World models

World models

AI systems have already gained impressive mastery over the digital world, but the physical world is still humanity’s domain. As it turns out, building an AI system that can compose a novel or code an app is far easier than developing one that can fold laundry or navigate a city street. To get there, many researchers believe, you need something called a world model.

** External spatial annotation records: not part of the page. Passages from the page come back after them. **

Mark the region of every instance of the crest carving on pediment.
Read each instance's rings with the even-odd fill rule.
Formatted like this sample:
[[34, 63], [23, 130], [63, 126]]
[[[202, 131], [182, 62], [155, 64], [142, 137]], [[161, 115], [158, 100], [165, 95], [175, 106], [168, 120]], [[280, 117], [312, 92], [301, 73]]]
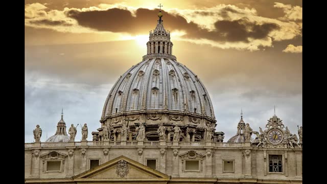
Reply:
[[118, 162], [116, 166], [116, 174], [119, 176], [124, 177], [127, 175], [129, 172], [129, 167], [126, 161], [121, 160]]
[[205, 155], [195, 151], [189, 151], [180, 154], [179, 156], [184, 158], [203, 158]]

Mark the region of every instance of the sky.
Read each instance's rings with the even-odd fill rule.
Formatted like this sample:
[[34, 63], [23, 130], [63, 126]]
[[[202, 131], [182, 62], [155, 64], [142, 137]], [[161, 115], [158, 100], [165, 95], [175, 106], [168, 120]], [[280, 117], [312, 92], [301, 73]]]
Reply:
[[26, 0], [26, 143], [37, 124], [41, 142], [54, 135], [62, 108], [67, 129], [87, 123], [92, 140], [111, 88], [146, 54], [160, 4], [173, 54], [204, 84], [224, 142], [236, 134], [241, 108], [259, 131], [275, 106], [297, 134], [301, 1]]

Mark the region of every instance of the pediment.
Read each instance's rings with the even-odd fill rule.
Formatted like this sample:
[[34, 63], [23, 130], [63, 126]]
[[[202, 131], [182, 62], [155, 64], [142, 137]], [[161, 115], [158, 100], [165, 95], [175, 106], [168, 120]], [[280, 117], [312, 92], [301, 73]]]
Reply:
[[57, 159], [59, 158], [65, 158], [66, 157], [67, 155], [66, 154], [57, 152], [57, 151], [51, 151], [48, 152], [46, 153], [40, 155], [40, 157], [42, 158], [51, 158], [51, 159]]
[[179, 156], [182, 158], [203, 158], [205, 156], [205, 155], [195, 151], [189, 151], [180, 154]]
[[137, 162], [121, 156], [74, 177], [74, 180], [143, 179], [169, 180], [170, 177]]

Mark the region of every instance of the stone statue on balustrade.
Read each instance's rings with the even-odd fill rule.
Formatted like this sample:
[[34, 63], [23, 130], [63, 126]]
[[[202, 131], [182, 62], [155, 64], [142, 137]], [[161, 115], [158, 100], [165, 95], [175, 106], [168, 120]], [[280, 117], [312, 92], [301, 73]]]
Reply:
[[250, 125], [248, 123], [247, 123], [246, 127], [245, 127], [245, 128], [244, 129], [244, 141], [245, 142], [248, 143], [250, 142], [252, 131], [252, 128], [250, 127]]
[[36, 143], [41, 142], [42, 129], [40, 128], [40, 125], [36, 125], [36, 128], [33, 131], [33, 134], [34, 135], [34, 139]]
[[293, 146], [293, 144], [294, 145], [297, 145], [297, 146], [298, 146], [300, 148], [301, 148], [301, 146], [300, 146], [300, 145], [299, 145], [298, 144], [297, 144], [297, 142], [298, 141], [298, 138], [297, 138], [297, 136], [296, 136], [296, 134], [294, 134], [293, 135], [292, 135], [291, 134], [290, 134], [287, 137], [287, 140], [288, 142], [288, 144], [290, 145], [290, 147], [291, 147], [291, 148], [294, 149], [294, 147]]
[[300, 129], [298, 129], [298, 126], [297, 126], [297, 133], [298, 134], [298, 138], [300, 140], [298, 142], [298, 144], [302, 144], [302, 126], [300, 127]]
[[262, 131], [261, 127], [259, 127], [260, 129], [260, 134], [259, 132], [257, 131], [253, 131], [253, 133], [256, 135], [256, 137], [254, 139], [253, 144], [256, 144], [257, 148], [265, 148], [266, 147], [266, 141], [267, 140], [267, 134], [266, 132]]
[[179, 141], [179, 138], [180, 137], [180, 133], [182, 131], [178, 127], [178, 125], [176, 125], [173, 128], [174, 130], [174, 141]]
[[143, 141], [145, 139], [145, 127], [143, 125], [143, 124], [141, 123], [139, 126], [136, 128], [136, 130], [137, 133], [136, 140], [138, 141]]
[[85, 123], [82, 127], [82, 141], [86, 141], [86, 139], [87, 139], [87, 126]]
[[77, 130], [76, 130], [76, 127], [74, 126], [74, 124], [72, 124], [72, 126], [68, 130], [68, 133], [69, 134], [71, 137], [71, 142], [74, 142], [77, 133]]
[[123, 121], [123, 123], [122, 123], [122, 128], [121, 128], [122, 136], [121, 137], [121, 140], [123, 141], [126, 141], [127, 140], [127, 134], [129, 131], [129, 126], [128, 126], [129, 122], [127, 122], [127, 125], [126, 125], [125, 121]]
[[166, 128], [162, 123], [160, 124], [157, 132], [159, 134], [159, 139], [160, 140], [166, 140]]
[[205, 138], [206, 141], [211, 141], [213, 139], [213, 128], [211, 126], [206, 126], [205, 128]]
[[106, 123], [103, 126], [103, 129], [102, 129], [102, 131], [103, 132], [103, 139], [104, 141], [108, 141], [110, 139], [111, 136], [111, 130], [110, 128], [111, 127], [111, 125], [110, 125], [109, 123]]

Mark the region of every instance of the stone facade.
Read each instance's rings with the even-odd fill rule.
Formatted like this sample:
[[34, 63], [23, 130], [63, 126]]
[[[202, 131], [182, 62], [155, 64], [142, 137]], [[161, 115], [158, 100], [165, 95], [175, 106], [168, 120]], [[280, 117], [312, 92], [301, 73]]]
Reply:
[[208, 93], [172, 55], [158, 16], [147, 55], [111, 89], [92, 141], [86, 124], [82, 142], [68, 141], [62, 116], [57, 134], [66, 141], [40, 142], [38, 126], [35, 143], [25, 144], [25, 182], [302, 183], [302, 127], [298, 142], [275, 115], [260, 133], [241, 118], [237, 135], [223, 142]]

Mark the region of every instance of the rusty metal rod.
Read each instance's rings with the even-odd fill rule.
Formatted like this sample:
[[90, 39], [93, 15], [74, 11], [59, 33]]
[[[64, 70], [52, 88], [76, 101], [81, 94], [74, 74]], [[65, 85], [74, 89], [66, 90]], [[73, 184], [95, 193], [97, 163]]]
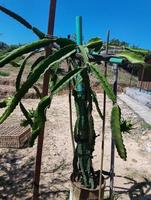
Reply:
[[[107, 32], [107, 41], [106, 41], [106, 54], [108, 54], [110, 40], [110, 31]], [[107, 62], [105, 62], [104, 76], [107, 77]], [[103, 124], [102, 124], [102, 144], [101, 144], [101, 163], [100, 163], [100, 181], [99, 181], [99, 200], [102, 196], [102, 172], [103, 172], [103, 161], [104, 161], [104, 139], [105, 139], [105, 120], [106, 120], [106, 93], [104, 91], [103, 97]]]
[[[50, 36], [52, 36], [54, 32], [55, 12], [56, 12], [56, 0], [51, 0], [50, 10], [49, 10], [49, 20], [48, 20], [48, 35]], [[51, 53], [51, 49], [46, 48], [46, 57], [50, 53]], [[44, 75], [44, 80], [43, 80], [43, 89], [42, 89], [43, 96], [48, 94], [49, 79], [50, 79], [50, 72], [47, 71]], [[44, 130], [45, 130], [45, 125], [42, 127], [41, 133], [38, 137], [34, 183], [33, 183], [33, 200], [39, 199], [39, 182], [40, 182], [40, 172], [41, 172]]]

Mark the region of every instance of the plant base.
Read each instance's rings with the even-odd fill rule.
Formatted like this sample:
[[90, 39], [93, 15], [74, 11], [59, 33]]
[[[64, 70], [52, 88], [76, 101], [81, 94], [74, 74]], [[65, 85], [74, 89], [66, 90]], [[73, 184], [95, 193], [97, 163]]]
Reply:
[[[101, 200], [103, 200], [104, 197], [104, 189], [105, 189], [105, 181], [101, 186], [102, 190]], [[69, 200], [98, 200], [98, 199], [99, 199], [99, 187], [97, 187], [96, 189], [88, 189], [81, 186], [79, 182], [71, 181]]]

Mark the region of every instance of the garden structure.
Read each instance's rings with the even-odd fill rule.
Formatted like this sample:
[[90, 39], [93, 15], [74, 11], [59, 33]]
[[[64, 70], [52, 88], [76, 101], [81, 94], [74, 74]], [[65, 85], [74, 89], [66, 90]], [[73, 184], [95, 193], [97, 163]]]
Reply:
[[[73, 200], [82, 199], [103, 199], [103, 191], [105, 181], [103, 177], [103, 166], [101, 169], [94, 171], [93, 169], [93, 151], [95, 148], [96, 132], [94, 128], [93, 118], [93, 106], [99, 113], [100, 118], [103, 120], [105, 133], [105, 99], [106, 96], [113, 104], [111, 112], [111, 131], [112, 131], [112, 153], [111, 153], [111, 171], [108, 173], [111, 176], [111, 195], [113, 190], [113, 176], [114, 176], [114, 146], [119, 153], [119, 156], [126, 160], [126, 149], [123, 144], [122, 132], [129, 131], [131, 124], [127, 124], [126, 120], [121, 118], [121, 109], [116, 99], [116, 87], [117, 87], [117, 64], [123, 62], [121, 56], [112, 56], [108, 54], [101, 54], [102, 40], [99, 38], [91, 39], [87, 44], [82, 44], [82, 23], [81, 17], [77, 17], [77, 43], [66, 38], [52, 37], [42, 33], [37, 28], [30, 25], [26, 20], [17, 14], [9, 11], [8, 9], [0, 6], [0, 10], [19, 21], [28, 29], [31, 29], [40, 39], [31, 44], [26, 44], [20, 48], [12, 51], [8, 55], [4, 55], [0, 58], [0, 67], [4, 67], [7, 63], [10, 63], [15, 58], [28, 54], [20, 66], [18, 76], [16, 77], [16, 93], [6, 102], [6, 110], [0, 117], [0, 123], [2, 124], [14, 111], [19, 104], [21, 111], [25, 116], [24, 125], [30, 125], [31, 137], [29, 139], [29, 146], [34, 145], [35, 140], [39, 137], [37, 152], [42, 150], [43, 143], [43, 131], [47, 116], [47, 108], [51, 109], [51, 102], [54, 95], [62, 90], [68, 84], [72, 88], [72, 94], [76, 108], [76, 122], [74, 127], [74, 135], [72, 135], [72, 144], [74, 150], [73, 157], [73, 173], [71, 174], [71, 181], [74, 188], [72, 190]], [[54, 10], [53, 10], [54, 12]], [[53, 16], [54, 17], [54, 16]], [[29, 57], [37, 53], [41, 48], [47, 49], [46, 57], [39, 57], [34, 63], [32, 63], [29, 74], [25, 81], [22, 81], [23, 72], [26, 67], [26, 62]], [[48, 50], [50, 48], [50, 50]], [[58, 70], [60, 63], [66, 60], [68, 63], [68, 73], [66, 73], [61, 79], [58, 78]], [[114, 87], [110, 86], [107, 81], [106, 74], [103, 75], [99, 70], [98, 63], [104, 62], [105, 67], [107, 63], [115, 64], [115, 82]], [[39, 96], [39, 103], [37, 108], [30, 112], [28, 108], [22, 103], [22, 98], [28, 92], [28, 90], [34, 86], [41, 75], [45, 73], [43, 97]], [[95, 76], [98, 79], [101, 87], [104, 90], [104, 110], [101, 112], [97, 100], [97, 95], [91, 87], [91, 76]], [[50, 76], [50, 81], [49, 81]], [[49, 88], [49, 93], [47, 89]], [[74, 138], [74, 141], [73, 141]], [[74, 144], [76, 146], [74, 147]], [[102, 143], [103, 146], [103, 143]], [[40, 148], [40, 151], [39, 151]], [[101, 148], [100, 148], [101, 149]], [[39, 155], [38, 155], [39, 156]], [[102, 155], [103, 160], [104, 155]], [[37, 158], [36, 173], [38, 177], [40, 173], [41, 161]], [[101, 172], [101, 173], [100, 173]], [[38, 199], [39, 178], [35, 178], [34, 182], [34, 198]], [[78, 186], [77, 186], [78, 185]], [[75, 192], [75, 193], [74, 193]], [[78, 194], [77, 194], [78, 193]], [[78, 195], [78, 197], [77, 197]], [[110, 196], [112, 198], [112, 196]]]

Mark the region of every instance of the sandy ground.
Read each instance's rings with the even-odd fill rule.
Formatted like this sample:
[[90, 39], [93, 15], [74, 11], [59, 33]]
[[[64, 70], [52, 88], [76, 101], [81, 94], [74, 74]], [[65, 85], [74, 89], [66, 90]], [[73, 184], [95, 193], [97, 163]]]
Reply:
[[[102, 95], [99, 94], [100, 105]], [[37, 100], [26, 99], [26, 107], [32, 108]], [[124, 134], [127, 161], [115, 154], [115, 199], [151, 199], [151, 130], [123, 102], [118, 101], [125, 118], [135, 124], [130, 134]], [[72, 172], [72, 144], [69, 128], [68, 97], [56, 96], [47, 112], [47, 123], [43, 148], [40, 198], [42, 200], [65, 200], [69, 198], [70, 174]], [[73, 105], [74, 107], [74, 105]], [[107, 101], [104, 170], [110, 169], [110, 111], [112, 104]], [[0, 110], [2, 113], [2, 110]], [[73, 108], [73, 119], [75, 110]], [[19, 108], [12, 116], [21, 119]], [[94, 109], [95, 128], [101, 135], [101, 120]], [[11, 121], [11, 118], [10, 118]], [[96, 139], [94, 168], [100, 168], [101, 136]], [[0, 149], [0, 199], [32, 199], [32, 183], [36, 144], [33, 148]], [[109, 179], [106, 180], [105, 196], [108, 196]]]

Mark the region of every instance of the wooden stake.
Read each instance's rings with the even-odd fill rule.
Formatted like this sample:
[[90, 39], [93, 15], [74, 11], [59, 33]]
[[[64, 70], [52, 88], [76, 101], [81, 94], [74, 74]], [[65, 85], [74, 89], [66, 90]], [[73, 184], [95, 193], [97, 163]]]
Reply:
[[[107, 32], [106, 54], [108, 54], [109, 39], [110, 39], [110, 31]], [[107, 77], [107, 62], [105, 62], [104, 76]], [[101, 185], [102, 185], [102, 172], [103, 172], [103, 161], [104, 161], [105, 119], [106, 119], [106, 93], [104, 91], [104, 97], [103, 97], [102, 144], [101, 144], [101, 165], [100, 165], [100, 181], [99, 181], [99, 200], [101, 200], [101, 196], [102, 196]]]
[[[113, 92], [116, 96], [117, 101], [117, 81], [118, 81], [118, 64], [114, 64], [114, 84]], [[113, 135], [111, 136], [111, 165], [110, 165], [110, 199], [113, 198], [113, 187], [114, 187], [114, 163], [115, 163], [115, 143]]]
[[[48, 35], [50, 36], [53, 35], [53, 31], [54, 31], [55, 11], [56, 11], [56, 0], [51, 0], [50, 10], [49, 10], [49, 20], [48, 20]], [[46, 56], [48, 56], [50, 53], [51, 53], [51, 49], [46, 48]], [[50, 72], [47, 71], [44, 75], [44, 80], [43, 80], [43, 91], [42, 91], [43, 96], [46, 96], [48, 94], [49, 79], [50, 79]], [[41, 133], [38, 137], [34, 183], [33, 183], [33, 187], [34, 187], [33, 200], [39, 199], [39, 182], [40, 182], [40, 172], [41, 172], [44, 130], [45, 130], [45, 125], [41, 129]]]

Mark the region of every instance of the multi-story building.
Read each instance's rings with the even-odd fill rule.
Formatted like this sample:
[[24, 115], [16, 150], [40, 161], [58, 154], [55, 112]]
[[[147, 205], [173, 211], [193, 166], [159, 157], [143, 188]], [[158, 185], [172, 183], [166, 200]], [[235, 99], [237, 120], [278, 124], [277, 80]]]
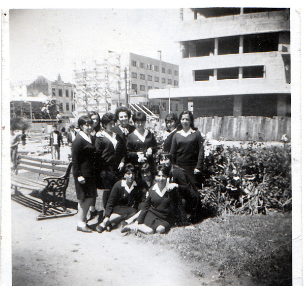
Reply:
[[37, 79], [26, 86], [28, 96], [37, 96], [42, 92], [49, 97], [50, 100], [56, 100], [62, 119], [73, 117], [72, 112], [74, 106], [73, 85], [70, 82], [64, 82], [60, 76], [51, 81], [43, 76], [39, 76]]
[[[179, 88], [198, 116], [290, 116], [289, 9], [182, 9]], [[165, 90], [149, 98], [165, 99]]]

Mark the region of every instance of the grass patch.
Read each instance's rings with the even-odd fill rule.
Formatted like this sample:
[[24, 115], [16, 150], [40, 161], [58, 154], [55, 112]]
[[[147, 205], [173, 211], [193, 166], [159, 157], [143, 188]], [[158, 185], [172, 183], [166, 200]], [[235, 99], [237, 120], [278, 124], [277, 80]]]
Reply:
[[226, 215], [195, 226], [192, 230], [174, 228], [166, 235], [141, 237], [174, 248], [196, 263], [198, 273], [204, 272], [200, 263], [209, 264], [218, 270], [223, 283], [248, 273], [255, 283], [292, 285], [290, 214]]

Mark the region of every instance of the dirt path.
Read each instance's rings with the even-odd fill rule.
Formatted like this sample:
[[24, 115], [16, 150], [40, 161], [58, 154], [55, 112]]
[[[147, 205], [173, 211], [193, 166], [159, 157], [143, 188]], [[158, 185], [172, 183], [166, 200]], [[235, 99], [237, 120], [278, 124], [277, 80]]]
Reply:
[[195, 285], [216, 274], [196, 276], [173, 249], [118, 230], [84, 233], [76, 216], [37, 221], [38, 214], [12, 202], [12, 285]]

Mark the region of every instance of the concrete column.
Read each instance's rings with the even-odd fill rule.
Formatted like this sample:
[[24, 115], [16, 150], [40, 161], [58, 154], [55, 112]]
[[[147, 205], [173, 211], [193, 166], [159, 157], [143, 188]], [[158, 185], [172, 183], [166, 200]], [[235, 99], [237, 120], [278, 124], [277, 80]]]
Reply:
[[241, 35], [239, 36], [239, 54], [242, 54], [243, 52], [243, 36]]
[[239, 67], [238, 70], [238, 79], [242, 79], [242, 67]]
[[234, 96], [233, 99], [233, 116], [235, 117], [242, 115], [242, 96]]
[[278, 116], [286, 116], [287, 102], [284, 94], [278, 94], [277, 102], [277, 115]]
[[218, 38], [216, 38], [215, 41], [214, 55], [218, 55]]

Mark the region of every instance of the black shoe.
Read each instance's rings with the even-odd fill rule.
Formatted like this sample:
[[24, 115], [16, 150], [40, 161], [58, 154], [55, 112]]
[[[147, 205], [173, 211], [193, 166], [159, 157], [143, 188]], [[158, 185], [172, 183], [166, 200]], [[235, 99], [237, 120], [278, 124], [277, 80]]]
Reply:
[[78, 231], [82, 231], [83, 232], [92, 232], [92, 230], [89, 229], [87, 226], [84, 227], [77, 227], [76, 229]]
[[98, 225], [96, 228], [96, 230], [98, 233], [102, 233], [105, 230], [106, 230], [106, 228], [101, 226], [100, 225]]

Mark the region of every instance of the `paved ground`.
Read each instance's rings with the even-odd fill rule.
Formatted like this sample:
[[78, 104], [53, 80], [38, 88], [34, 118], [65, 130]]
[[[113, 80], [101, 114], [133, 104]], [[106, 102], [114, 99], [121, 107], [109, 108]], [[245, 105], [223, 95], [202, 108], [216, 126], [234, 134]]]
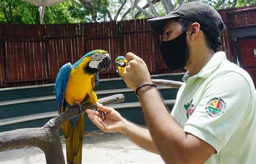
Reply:
[[[65, 140], [62, 138], [66, 158]], [[45, 163], [44, 154], [36, 147], [0, 152], [0, 163]], [[160, 156], [142, 149], [122, 134], [101, 131], [86, 132], [83, 163], [164, 163]]]

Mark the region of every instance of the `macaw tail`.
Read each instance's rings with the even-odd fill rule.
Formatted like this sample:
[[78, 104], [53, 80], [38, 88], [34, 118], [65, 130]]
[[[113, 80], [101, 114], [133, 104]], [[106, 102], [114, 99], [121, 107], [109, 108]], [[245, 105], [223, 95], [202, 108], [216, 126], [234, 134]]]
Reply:
[[66, 138], [67, 163], [81, 164], [85, 126], [84, 114], [78, 117], [75, 126], [72, 124], [72, 120], [70, 120], [63, 127]]

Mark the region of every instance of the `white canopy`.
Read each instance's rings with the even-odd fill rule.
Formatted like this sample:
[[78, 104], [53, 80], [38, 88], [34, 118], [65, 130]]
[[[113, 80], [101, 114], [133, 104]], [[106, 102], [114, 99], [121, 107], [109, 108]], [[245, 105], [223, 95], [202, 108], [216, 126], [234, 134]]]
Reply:
[[51, 6], [68, 0], [22, 0], [32, 5], [39, 6], [38, 11], [40, 16], [40, 24], [43, 24], [44, 20], [44, 11], [45, 7]]

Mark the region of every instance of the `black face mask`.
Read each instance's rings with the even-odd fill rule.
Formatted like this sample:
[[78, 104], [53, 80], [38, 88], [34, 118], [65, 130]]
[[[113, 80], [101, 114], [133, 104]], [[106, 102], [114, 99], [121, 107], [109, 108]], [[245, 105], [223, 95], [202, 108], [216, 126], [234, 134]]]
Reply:
[[164, 62], [172, 70], [184, 68], [187, 60], [188, 48], [186, 44], [186, 31], [175, 39], [163, 41], [160, 46]]

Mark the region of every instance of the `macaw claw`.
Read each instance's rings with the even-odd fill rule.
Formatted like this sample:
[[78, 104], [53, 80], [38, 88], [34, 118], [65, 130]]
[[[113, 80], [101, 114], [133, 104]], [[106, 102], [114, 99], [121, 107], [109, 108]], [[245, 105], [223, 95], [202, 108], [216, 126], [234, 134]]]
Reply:
[[73, 105], [72, 107], [77, 107], [79, 110], [80, 115], [83, 114], [84, 111], [85, 110], [85, 108], [80, 103], [75, 103]]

World models are not a new idea, but recent developments from Google DeepMind and Stanford professor Fei-Fei Li’s World Labs, as well as Yann LeCun’s splashy departure from Meta to form a world-model-focused startup, have brought them to the forefront of the AI discussion. OpenAI, too, is getting in on the action by reallocating resources from the shuttered Sora video app to “longer-term world simulation research.” Proponents like Li and LeCun argue that world models will allow researchers to overcome the well-known limitations of LLMs and realize AI’s promise for robotics.

Definitions of the term “world model” vary, but they all center on the ways in which intelligent systems represent the external world. Some scientists would say that humans use our own mental world models to navigate our surroundings and guide our actions; somehow, our brains simulate our environments with enough fidelity to let us effectively predict what we will observe if we push a mug off the edge of a table or tell a friend our honest opinion, and those predictions help us decide what to do.

LLMs might seem to do a good job of this already—they can certainly tell you what will happen if you knock a mug off a table. But research suggests that their “understanding” of the world is brittle. One study found that language models trained on a database of simulated New York City taxi trips can provide effective directions for how to navigate from one point in Manhattan to another—unless the model is forced to take occasional detours, in which case it fails completely. This result and others suggest that AI systems with a world model—in this case, an accurate mental map of New York City—could be far more robust and reliable than the flaky LLMs to which we have grown accustomed.

Many researchers think that world models will prove essential to the future of robotics. Li, the World Labs founder, has written about how they could facilitate the development of robots that explore the deep sea and assist health-care providers, but for now, the applications are more modest. The makers of Pokémon Go, for instance, are using billions of images collected by the game’s players to build the first pieces of a world model that, they hope, could help guide delivery robots.   

Google DeepMind and World Labs are currently focusing their efforts on building models that can generate interactive, 3D virtual environments from a combination of text, images, and in the case of World Labs, video prompts. Such tools could be used to streamline the design of video games and immersive VR experiences, but compared with large language models, they seem to have a limited range of applications. The real breakthroughs are likely to come from integrating such systems into flexible, intelligent agents that can represent their environments, predict the consequences of their actions, and then decide what to do.